Di fronte ad un problema siamo portati a seguire le piste battute, cioè ci affidiamo all’esperienza diretta o indiretta. Questa scelta, però, non è sempre garanza di successo. Con sempre maggiore frequenza dobbiamo cercare un approccio diverso. Davanti ad una situazione problematica, il nostro cervello, basandosi su aspetti dati per acquisiti, cioè scontati, che spesso tali non sono, elabora una possibile soluzione. Bene, dobbiamo abituarci a non dare nulla per scontato perché, se una volta può andarci bene, la volta successiva, in base alla natura del problema, potrebbe accadere di trovarci in un cul de sac. Non riusciremo, cioè, a trovare la soluzione. In genere, siamo schiavi dei cosiddetti bias cognitivi, molto più di quanto crediamo. I bias cognitivi sono quei modi con cui il nostro cervello distorce la realtà. Per renderci conto di come funziona il nostro cervello, ogni volta che ci troviamo ad affrontare una situazione problematica, per quanto semplice possa essere, proviamo a fare una lista dettagliata di tutto ciò che diamo per scontato, cioè di tutte quelle ipotesi che facciamo senza rendercene conto e che reputiamo veritiere.

Un altro errore in cui spesso incappiamo è quello di fossilizzaci sul problema perdendo di vista quale sia la meta da raggiungere.

Un’ottima strategia di pensiero laterale consiste dunque nell’iniziare dalla fine:

  • Definire in modo puntuale il risultato finaleche si vuole raggiungere.
  • Immaginare quello che dovrebbe essere il passoche precede immediatamente il traguardo.
  • Continuare a regredire, un passo alla volta, finché non si sarà raggiunta la situazione di partenza.
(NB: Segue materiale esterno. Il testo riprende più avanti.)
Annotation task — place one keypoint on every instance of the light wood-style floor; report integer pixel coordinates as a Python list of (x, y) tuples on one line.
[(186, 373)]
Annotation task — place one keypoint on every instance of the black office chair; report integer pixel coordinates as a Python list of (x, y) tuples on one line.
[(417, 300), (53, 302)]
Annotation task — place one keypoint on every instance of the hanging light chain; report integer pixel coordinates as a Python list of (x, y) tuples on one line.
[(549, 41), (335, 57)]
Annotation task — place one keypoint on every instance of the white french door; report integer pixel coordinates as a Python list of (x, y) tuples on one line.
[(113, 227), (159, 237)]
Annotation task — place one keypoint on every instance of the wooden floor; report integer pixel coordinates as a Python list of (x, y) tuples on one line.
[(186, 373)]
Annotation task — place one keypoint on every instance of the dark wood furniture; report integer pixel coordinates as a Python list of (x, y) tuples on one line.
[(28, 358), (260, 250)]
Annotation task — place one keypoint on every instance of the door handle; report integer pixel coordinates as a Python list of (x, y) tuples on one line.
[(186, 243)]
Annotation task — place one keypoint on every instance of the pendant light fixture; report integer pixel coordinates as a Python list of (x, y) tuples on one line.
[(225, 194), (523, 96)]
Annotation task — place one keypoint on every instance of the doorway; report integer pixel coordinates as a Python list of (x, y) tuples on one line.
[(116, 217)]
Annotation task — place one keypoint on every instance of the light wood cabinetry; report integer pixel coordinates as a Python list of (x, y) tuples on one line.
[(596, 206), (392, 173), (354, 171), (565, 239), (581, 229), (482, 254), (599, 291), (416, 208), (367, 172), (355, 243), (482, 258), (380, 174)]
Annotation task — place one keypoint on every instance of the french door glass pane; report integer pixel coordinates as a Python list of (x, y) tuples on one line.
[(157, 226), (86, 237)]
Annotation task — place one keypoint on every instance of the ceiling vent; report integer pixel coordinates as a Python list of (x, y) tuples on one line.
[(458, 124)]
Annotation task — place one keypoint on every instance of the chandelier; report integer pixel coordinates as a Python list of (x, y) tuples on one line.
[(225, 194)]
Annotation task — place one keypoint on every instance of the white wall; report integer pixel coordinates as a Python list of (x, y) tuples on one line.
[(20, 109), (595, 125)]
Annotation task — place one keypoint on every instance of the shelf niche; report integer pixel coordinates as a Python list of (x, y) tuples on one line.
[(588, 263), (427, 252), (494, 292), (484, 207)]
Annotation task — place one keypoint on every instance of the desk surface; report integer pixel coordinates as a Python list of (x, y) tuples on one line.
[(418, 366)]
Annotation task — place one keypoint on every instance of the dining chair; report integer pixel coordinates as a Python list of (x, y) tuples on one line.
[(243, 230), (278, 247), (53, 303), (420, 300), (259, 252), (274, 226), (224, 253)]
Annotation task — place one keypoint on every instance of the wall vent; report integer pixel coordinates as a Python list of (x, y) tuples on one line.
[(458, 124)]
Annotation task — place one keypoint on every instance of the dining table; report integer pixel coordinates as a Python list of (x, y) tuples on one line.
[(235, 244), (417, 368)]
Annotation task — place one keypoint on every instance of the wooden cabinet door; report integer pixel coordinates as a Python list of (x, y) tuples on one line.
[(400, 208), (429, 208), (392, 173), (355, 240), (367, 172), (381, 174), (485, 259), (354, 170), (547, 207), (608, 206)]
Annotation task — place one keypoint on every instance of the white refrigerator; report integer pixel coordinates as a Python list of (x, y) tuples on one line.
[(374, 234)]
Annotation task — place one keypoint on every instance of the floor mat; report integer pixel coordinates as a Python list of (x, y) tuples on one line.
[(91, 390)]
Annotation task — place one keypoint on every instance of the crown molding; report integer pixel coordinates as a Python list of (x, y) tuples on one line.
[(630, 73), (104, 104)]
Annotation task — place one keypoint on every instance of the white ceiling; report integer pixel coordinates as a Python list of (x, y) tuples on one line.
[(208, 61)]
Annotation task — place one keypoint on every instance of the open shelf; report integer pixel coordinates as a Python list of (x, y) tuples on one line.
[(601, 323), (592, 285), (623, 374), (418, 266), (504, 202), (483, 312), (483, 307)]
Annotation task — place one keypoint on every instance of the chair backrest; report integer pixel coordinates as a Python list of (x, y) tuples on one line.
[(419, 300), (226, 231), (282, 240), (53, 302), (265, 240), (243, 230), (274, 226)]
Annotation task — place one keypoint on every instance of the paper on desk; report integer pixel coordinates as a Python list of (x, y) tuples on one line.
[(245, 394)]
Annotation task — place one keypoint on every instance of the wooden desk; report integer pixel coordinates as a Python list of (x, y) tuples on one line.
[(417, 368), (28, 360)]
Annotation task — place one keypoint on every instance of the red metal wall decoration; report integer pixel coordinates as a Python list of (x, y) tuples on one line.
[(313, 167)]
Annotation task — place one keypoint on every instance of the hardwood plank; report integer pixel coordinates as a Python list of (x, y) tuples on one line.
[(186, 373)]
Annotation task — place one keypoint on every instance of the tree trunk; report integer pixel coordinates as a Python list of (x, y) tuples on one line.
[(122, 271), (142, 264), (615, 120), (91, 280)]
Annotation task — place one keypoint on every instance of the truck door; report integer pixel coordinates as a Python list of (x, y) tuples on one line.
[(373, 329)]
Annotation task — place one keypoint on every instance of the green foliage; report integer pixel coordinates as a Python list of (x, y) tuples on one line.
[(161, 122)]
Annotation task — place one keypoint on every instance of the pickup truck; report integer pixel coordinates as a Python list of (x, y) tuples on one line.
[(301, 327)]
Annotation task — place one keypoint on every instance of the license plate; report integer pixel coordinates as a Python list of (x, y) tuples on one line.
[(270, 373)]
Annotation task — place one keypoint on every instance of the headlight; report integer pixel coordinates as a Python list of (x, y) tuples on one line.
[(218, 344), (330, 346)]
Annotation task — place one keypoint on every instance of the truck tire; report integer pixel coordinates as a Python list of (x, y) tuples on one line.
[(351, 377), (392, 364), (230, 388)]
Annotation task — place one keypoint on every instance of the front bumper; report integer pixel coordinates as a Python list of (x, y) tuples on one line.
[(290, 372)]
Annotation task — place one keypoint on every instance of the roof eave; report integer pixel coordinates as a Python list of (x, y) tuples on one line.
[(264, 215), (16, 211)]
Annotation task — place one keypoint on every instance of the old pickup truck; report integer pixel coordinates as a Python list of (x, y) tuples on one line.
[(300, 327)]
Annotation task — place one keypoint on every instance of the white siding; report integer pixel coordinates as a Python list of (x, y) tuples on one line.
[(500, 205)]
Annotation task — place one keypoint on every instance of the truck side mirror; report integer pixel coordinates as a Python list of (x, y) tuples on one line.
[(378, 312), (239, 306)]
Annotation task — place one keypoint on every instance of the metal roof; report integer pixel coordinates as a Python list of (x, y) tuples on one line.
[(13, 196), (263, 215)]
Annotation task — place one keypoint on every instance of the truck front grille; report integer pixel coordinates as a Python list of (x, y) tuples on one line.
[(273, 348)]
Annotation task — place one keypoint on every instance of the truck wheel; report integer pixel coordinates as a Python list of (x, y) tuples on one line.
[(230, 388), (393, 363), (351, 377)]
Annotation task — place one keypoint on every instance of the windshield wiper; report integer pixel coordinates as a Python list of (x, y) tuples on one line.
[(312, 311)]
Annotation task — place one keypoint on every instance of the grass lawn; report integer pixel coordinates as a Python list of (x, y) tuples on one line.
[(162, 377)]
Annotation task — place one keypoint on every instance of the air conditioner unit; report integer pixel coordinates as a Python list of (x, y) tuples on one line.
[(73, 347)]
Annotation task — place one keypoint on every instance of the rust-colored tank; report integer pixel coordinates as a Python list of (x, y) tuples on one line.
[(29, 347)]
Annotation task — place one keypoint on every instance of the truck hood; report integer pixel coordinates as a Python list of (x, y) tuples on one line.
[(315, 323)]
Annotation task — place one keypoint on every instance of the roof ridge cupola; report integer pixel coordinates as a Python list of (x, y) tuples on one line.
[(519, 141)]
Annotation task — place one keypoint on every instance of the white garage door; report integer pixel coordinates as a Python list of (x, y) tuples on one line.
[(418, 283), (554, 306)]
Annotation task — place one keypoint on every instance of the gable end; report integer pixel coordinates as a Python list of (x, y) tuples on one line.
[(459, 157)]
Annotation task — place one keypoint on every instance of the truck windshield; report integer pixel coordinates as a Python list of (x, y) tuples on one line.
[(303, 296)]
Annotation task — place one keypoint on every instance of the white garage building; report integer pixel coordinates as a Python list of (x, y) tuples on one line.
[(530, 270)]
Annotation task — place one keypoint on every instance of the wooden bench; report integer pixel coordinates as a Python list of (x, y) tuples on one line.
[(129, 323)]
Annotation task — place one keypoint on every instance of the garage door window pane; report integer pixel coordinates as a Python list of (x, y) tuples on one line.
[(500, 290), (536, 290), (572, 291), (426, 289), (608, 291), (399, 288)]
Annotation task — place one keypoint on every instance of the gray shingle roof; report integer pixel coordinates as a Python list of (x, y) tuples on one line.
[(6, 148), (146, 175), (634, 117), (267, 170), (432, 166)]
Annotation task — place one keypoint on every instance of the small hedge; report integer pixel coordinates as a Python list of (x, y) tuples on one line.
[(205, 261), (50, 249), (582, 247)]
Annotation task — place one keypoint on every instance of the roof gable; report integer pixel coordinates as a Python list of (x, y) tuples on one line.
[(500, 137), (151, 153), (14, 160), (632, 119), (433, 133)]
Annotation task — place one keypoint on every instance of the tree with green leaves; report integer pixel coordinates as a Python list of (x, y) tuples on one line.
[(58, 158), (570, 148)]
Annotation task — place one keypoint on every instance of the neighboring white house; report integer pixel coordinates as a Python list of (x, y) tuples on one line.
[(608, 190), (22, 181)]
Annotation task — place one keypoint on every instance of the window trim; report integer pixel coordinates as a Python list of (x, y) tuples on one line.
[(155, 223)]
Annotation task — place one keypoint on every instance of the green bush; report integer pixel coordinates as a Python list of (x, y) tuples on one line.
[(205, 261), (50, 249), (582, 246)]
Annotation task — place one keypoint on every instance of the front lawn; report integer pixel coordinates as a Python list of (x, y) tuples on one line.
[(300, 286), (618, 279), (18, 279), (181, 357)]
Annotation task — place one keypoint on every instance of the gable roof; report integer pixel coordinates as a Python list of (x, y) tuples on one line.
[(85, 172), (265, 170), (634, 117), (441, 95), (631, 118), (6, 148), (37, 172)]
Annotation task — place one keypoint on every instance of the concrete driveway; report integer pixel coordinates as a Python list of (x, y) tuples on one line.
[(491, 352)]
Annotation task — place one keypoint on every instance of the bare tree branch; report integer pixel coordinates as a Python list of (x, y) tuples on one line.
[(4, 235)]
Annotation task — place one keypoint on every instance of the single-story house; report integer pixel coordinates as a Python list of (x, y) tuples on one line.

Il termine pensiero laterale è stato coniato dal maltese Edward De Bono, che consigliava, anche, di fare un po’ di po. Il po indica un’idea, spesso bizzarra e poco attuabile, che consente però alla mente di non rimanere bloccata all’interno di schemi di pensiero tradizionali, di esplorare terre nuove, terre fertili per soluzioni davvero innovative. Ad ispirare De Bono sono state parole come: ipotesi, supposizione, possibile, poesia. Ma anche e soprattutto l’espressione della lingua maori “Po”, che indica il brodo primordiale da cui è nato l’intero universo. Se ci si ritrova bloccati e incapaci di raggiungere i propri obiettivi, un’ottima strategia consiste dunque nello stilare una lista di idee apparentemente assurde. È importante che questa lista sia molto lunga. All’inizio infatti le idee saranno piuttosto banali. Costringendoci, però, a generare continuamente nuovi “po”, ci si accorgerà che una volta liberi dai condizionamenti sociali inizieremmo a sfruttare davvero la nostra creatività e fantasia.

L’ultima strategia per migliorare il proprio pensiero laterale consiste nel riformulare la domanda. Lo psicologo americano John Dewey una volta disse che “un problema ben formulato e già per metà risolto”. Come dargli torto? Riformulare le domande che ci poniamo è una delle tecniche di pensiero laterale più efficaci per risolvere un problema.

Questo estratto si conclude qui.